Summarizing the OP: Doper goes to post office which is packed. Only two of 6 windows are open and at least one of the employees manning the window is socializing when she should realize that they are far too busy for such trivialities. To add to his injustice, someone behind him is trying to give away his cold by coughing all over the damn place. Doper gets tired of waiting after 10 minutes and leaves.

Ok, I’ve read the OP…not once but now twice. I wish to second Bippy’s question. How did any of my posts contradict this?

The problem with your post is that you didn’t fall all over yourself agreeing with a self-righteous cunt who has apparently spent his life bitterly wallowing in wage slavery and over-analyzing shitty movies.

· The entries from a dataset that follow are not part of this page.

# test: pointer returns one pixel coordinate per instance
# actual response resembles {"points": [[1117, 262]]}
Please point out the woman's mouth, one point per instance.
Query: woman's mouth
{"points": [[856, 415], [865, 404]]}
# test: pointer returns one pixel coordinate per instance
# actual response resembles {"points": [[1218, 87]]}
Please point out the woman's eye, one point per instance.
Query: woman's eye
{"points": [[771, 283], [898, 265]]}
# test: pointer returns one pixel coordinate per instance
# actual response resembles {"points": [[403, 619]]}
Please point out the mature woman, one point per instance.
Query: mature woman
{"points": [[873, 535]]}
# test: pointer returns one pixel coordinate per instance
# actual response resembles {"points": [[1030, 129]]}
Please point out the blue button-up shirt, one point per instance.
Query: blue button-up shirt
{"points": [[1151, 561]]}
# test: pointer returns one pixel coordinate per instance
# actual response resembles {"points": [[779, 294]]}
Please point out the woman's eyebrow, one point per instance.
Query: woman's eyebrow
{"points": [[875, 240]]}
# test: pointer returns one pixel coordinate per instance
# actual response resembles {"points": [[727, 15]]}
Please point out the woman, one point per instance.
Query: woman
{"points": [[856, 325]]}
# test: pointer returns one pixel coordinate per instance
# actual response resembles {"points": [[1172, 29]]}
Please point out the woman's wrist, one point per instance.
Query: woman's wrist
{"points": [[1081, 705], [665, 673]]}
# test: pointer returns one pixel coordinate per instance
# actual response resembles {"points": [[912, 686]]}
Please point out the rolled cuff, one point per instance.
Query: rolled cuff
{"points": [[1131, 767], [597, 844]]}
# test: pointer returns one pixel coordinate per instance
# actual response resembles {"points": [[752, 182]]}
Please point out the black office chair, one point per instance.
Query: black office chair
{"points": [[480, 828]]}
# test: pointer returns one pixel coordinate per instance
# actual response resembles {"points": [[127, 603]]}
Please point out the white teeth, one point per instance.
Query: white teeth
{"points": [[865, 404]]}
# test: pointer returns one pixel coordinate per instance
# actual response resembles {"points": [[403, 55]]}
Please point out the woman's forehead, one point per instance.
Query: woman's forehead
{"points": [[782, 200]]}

I read a column a few years back comparing McDonalds to Banks. (I can’t link it because I have no idea where I saw it.)
Essentially, it said that if Mcdonalds can manage to get their business to run quickly and efficiently, why can’t banks? ( and post offices). They are all businesses and all in customer service industries. So why can you be in and out of Mickey Dees in five minutes and still behind the same twenty people in the post office.
The answer is that there is more of an incentive to keep customers happy when you depend on their returning business to survive. The post office doesn’t care to be run efficiently because they are not motivated to do so. In an earlier post someone said said that his post office had recently had a big change. I would venture to say they got a manager who looked around and said, “wow, we do this very inefficiently.” and decided to fix it.

The extra windows may only be open one day a year: April 15th.

While I have a good impression of you as a poster from other threads, here I have to ask: How fucking retarded are you? Tending bar is nothing even remotely akin to manning a register at the post office. A bartender gets treated politely and tipped by all customers who want more than just their first drink.

How much do you tip the post office counter jockey? What incentive is there to be polite to the postal worker? Who willingly spends time in a post office for the atmosphere?

WTF?

Sorry, just noticed you are in England. April 15th is tax day, and every year (like clockwork) local news channels around the country send correspondents out to the post office to show the hordes of idiots desperately trying to get their returns stamped by midnight.